Ingoglia would decertify the Florida Democratic Party for siding with the Confederacy and move its current members to no-party affiliation registration. Of the 13 political parties registered with the Secretary of State, Ingoglia's measure seems to apply only to the Florida Democratic Party – 11 of the parties (other than the GOP and Democrats) organized after 1985.

Democrat, 'Dixiecrats' and the GOP

Democrats included pro-slavery planks in numerous platforms leading up to the Civil War, during which Florida adopted a pro-slavery constitution and tried to secede from the United States.

Southern Democrats then became the leading defenders of segregation in Washington D.C., and state legislatures until President Lyndon Baines Johnson, a Democrat, championed voting and civil rights legislation in the 1960s – telling his press secretary Bill Moyers after passage of the 1964 Civil Rights Act, "Well, I think we may have lost the south for your lifetime – and mine."

Known in the press as “Dixiecrats," Southern Democrats migrated to the GOP.

Today, Moyers is 88 and still living, while Republicans are governors of nine of the 11 former states of the Confederacy and have control of the legislatures in 10.

Fried hears a dictator's wakeup call

Nikki Fried, the former Commissioner of Agriculture and only Democrat to win a statewide election when Ingoglia was the GOP chair, now leads state Democrats and ran out of -isms in describing a proposal she said was inspired by communism, socialism and fascism.

"This is what a dictator does.

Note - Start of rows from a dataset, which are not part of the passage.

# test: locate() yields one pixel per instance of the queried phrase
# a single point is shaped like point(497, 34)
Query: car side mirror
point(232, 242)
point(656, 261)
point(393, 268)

A dictator goes after those who oppose his policies. Those who stand in his way of ultimate power," said Fried, who served on the Florida Cabinet for four years with DeSantis as the chair.

“This has to be a wakeup call to Americans of what is in store if Ron DeSantis is successful in a presidential bid," said Fried.

The Florida Legislature – both Republicans and drastically outnumbered Democrats – convenes its 2023 session March 7.